Maintenant que tous ont lu l’horreur de leurs yeux dans La Presse+, Yves Lever éprouve-t-il encore de l’affection pour son sujet? Le principal intéressé échappe un gloussement hésitant, nerveux, avant de répondre.

«Oui, tranche-t-il. Une mère qui a un fils un peu délinquant reste sa mère. Moi, je connais bien des parents qui ont eu des problèmes avec leurs enfants. Mais leurs enfants restent leurs enfants. Une mère ne cesse jamais d’aimer son enfant. Je reste satisfait, content du travail que j’ai fait. C’est tout.»
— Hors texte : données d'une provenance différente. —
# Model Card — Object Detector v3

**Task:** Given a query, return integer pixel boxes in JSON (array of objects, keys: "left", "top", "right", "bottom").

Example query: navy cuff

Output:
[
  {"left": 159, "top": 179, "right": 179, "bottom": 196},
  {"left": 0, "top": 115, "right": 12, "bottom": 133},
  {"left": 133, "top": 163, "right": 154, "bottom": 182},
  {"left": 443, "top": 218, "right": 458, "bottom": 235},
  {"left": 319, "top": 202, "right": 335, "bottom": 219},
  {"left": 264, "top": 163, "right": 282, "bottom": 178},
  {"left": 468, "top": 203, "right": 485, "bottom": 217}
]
«À la fin du livre, je demande si le mythe de Claude Jutra demeure. Moi, je dis que oui, parce qu’il a été une source d’inspiration pendant trois décennies pour des jeunes cinéastes, en raison de son talent, sa personnalité, son audace créatrice. C’est un fait historique. Je ne vois pas pourquoi ça changerait. Quand on a un artiste libre, qui a légué une œuvre qui demeure, même si on apprend des choses sur sa vie d’antan une fois qu’il est mort, on ne va pas aller brûler l’œuvre. Même si on sait que, dans tout travail artistique, un artiste crée toujours à partir de son vécu, et du vécu des gens autour de lui», conclut un Yves Lever serein.